Etienne (Kad Merad), aktor prowadzący warsztat teatralny w więzieniu, proponuje wystawić „Czekając na Godota” Samuela Becketta. Początkowo niechętna grupa kilku skazanych, z czasem angażuje się w próby poważnego przedsięwzięcia.
Jest jednocześnie głośno, wesoło i filozoficznie. Wspólne wycieczki poza areszt zbliżają mężczyzn. Między reżyserem i aktorami rodzi się specyficzna więź. Jej zwieńczenie nastąpi podczas premiery w Paryżu.
Reżyser i odtwórca głównej roli o filmie
– Na planie mogliśmy poczuć cały emocjonalny, komiczny i dramatyczny potencjał tej grupy więźniów, którzy znajdowali się lata świetlne od Becketta, ale tak naprawdę byli dużo bliżej świata przedstawionego w sztuce „Czekając na Godota” niż ktokolwiek mógł to sobie wyobrazić – podkreśla reżyser Emmanuel Courcol.

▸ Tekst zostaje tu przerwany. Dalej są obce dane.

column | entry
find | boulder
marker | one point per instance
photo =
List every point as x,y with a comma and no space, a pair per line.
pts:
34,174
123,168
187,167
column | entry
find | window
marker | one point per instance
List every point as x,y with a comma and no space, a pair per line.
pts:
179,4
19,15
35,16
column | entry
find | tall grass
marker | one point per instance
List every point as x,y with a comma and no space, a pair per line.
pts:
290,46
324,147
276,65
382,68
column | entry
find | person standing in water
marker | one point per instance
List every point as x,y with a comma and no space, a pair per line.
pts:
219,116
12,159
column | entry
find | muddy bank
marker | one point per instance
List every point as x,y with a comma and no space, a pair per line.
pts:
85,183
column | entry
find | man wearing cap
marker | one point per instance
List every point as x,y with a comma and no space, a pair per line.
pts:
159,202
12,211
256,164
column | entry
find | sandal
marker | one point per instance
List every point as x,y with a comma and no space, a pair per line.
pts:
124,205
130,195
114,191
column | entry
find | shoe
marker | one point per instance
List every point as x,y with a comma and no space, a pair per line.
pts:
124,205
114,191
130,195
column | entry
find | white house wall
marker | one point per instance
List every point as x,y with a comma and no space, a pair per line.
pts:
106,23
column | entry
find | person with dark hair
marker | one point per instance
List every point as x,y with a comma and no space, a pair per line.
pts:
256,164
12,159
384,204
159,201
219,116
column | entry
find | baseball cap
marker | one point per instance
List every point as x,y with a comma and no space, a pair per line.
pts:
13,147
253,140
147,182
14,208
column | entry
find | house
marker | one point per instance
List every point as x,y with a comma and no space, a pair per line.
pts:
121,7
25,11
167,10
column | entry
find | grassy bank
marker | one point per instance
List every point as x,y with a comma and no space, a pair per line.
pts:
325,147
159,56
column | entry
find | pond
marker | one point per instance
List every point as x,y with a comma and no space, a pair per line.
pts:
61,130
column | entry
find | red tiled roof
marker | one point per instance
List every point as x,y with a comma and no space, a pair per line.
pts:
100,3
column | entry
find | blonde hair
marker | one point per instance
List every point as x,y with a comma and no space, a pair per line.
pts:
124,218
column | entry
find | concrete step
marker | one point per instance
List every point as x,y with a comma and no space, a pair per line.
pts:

– We Francji jest wielu dobrych scenarzystów, ale takich, którzy napisaliby aż tak dobry scenariusz, z ważną rolą, którą mógłbym zagrać, jest naprawdę niewielu. Spodobał mi się także fakt, że scenariusz został zainspirowany prawdziwą historią. To nadało temu filmowi innego wymiaru. To nie jest po prostu ciekawa historia, to coś, co naprawdę się wydarzyło – mówi odtwórca głównej roli Kad Merad.